All images: ©Conquista
In at least one sense, this is the single best time to photograph the peloton. This is the high point and the focus of their year, the moment they have been training for and looking forward to since the winter. So the likes of Dan Martin, Bauke Mollema and Wilko Kelderman look lean and muscular, clearly at their peak. It is also the main focus of the teams and their sponsors, so in addition to being in top form, the riders will never be better organised, dressed, and equipped than today. This is when it becomes clear that, however much you love Paris-Roubaix, Flanders, the Giro, the Vuelta, or any other event in cycling’s calendar, the Tour simply puts them all in the shade.

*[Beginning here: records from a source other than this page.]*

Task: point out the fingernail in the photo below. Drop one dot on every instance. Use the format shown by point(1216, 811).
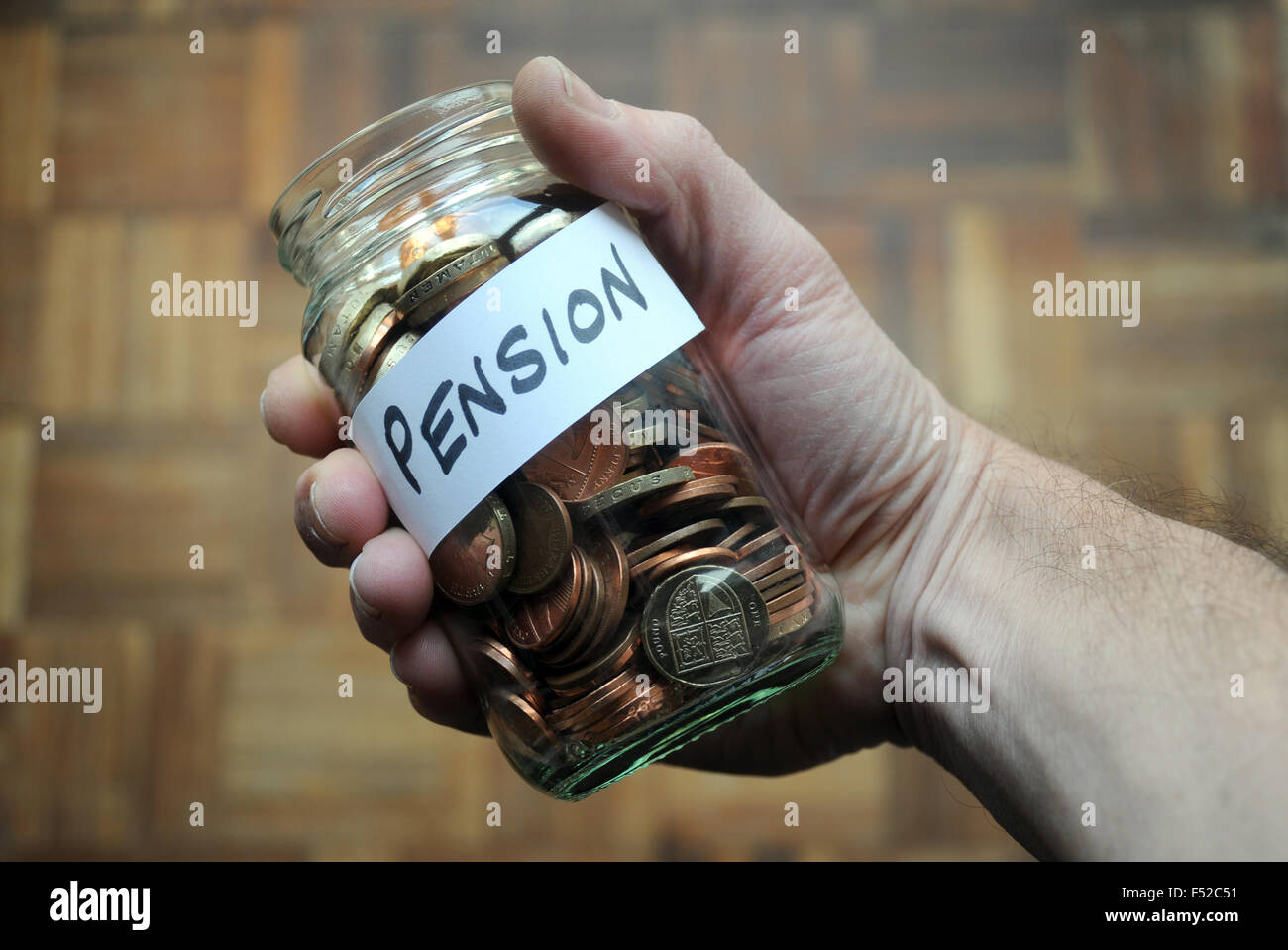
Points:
point(357, 598)
point(327, 534)
point(584, 95)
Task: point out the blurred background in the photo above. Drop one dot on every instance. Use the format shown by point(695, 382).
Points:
point(220, 684)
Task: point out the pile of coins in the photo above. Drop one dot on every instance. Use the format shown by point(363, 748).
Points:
point(613, 579)
point(619, 580)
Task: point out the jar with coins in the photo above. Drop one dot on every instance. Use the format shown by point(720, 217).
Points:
point(614, 566)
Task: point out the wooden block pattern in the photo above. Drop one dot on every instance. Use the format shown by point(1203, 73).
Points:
point(220, 684)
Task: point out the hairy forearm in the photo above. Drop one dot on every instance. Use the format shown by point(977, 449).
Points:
point(1109, 666)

And of course, the riders are excited, like all of us. This is their Cup Final, Wimbledon, Lord’s Test, Superbowl and World Series, all rolled into one. The new riders, like Fortuneo – Vital Concept’s British sprinter Dan McLay, are awestruck but smiling. The old hands, like Team Dimension Data’s Steve Cummings, Mark Renshaw and Bernie Eisel, cope smoothly with the crowds and the media attention, but also have a childlike excitement written all over their faces.
There are exceptions. The leading GC contenders keep a low profile, saving energy for the unique, 3,500km-long race they are about to undertake. A windy day is forecast, which could mean meaningful splits in the peloton – on just such a day early in last year’s race, Nairo Quintana lost almost 90 seconds to Chris Froome, but was only 72 seconds behind in Paris.
And the elite sprinters, Cavendish, Kittel and Greipel, who know that a victory today will mean wearing the yellow jersey tomorrow, are unsmiling. Bernie Eisel never leaves Cav’s side, even as they face the press and ride to sign on together. There is a deep seriousness at the heart of the carnival.
This is it: this is the Tour.
Of course, it is the caravan that gets things underway. You will have heard stories of the train of commercial vehicles that precede the Tour, their occupants heralding the imminent arrival of the peloton by hurling plastic tat and junk food at the roadside spectators (this year the organisers estimate the total number of promotional missiles at a staggering fourteen million).
But words cannot express the sheer plastic, technicolour awfulness of it. Photographs, too, are inadequate: no picture can capture the impact of all 150-plus vehicles, each more hideous and bizarre than the last, as they rumble by. Here, a phalanx of women dressed as bags of bright yellow pommes-frites. There, a man in a swing, somehow representing – I think – insurance products (he is wearing a harness, which may be a clue). Behind him, a flat, blue, open-top platform on wheels, perhaps ten metres long, which transports nothing but several gurning out-of-work actors and a pair of spectacles the size of a house. Most oddly, among the tablecloth-patterned 2CVs, towering Haribo packets, gyrating plastic cattle and ingeniously anthropomorphised salty snacks there is a simple rectangular box on wheels, with ever-changing abstract symbols on its digital display, and bearing the single word “L’OPTIMISME”. What does it mean? It means it’s the Tour. What more does it need to mean?
And the assault on the senses does not stop at the visual. It seems every second vehicle hosts a commentator with a PA, an audience of millions, and therefore the chance of a lifetime. One truck has a team of cheerleaders, who will be as fit as the riders if they keep pummelling the pom-poms for the full three weeks and 3,500km. Others, advertising mineral water, unexpectedly deliver their “sample” in the form of a misty spray, drenching onlookers – welcome, perhaps, on a hot afternoon on a sun-baked Alp, but not so much on this brisk seaside morning.
A six-foot plastic chicken slowly pedals a bicycle mounted on the roof of a white Peugeot. As it passes, one spectator turns to another, shaking his head and smiling knowingly. “Hey – what’s wrong with this picture?” he asks, pointing.
The other frowns, confused. What answer can he possibly give? He looks again at the chicken, which grins glassily as it pedals away. He shrugs.
The first smiles knowingly. “Look – it’s pedalling, and the back wheel is going round, but the front wheel isn’t turning. That’s wrong.” The second man looks again at the chicken for a few seconds. He raises his eyebrows as a thought strikes him. “Maybe it’s on the turbo?” he says.
A recent survey suggested that 47% of the Tour’s roadside spectators come primarily to see the caravan.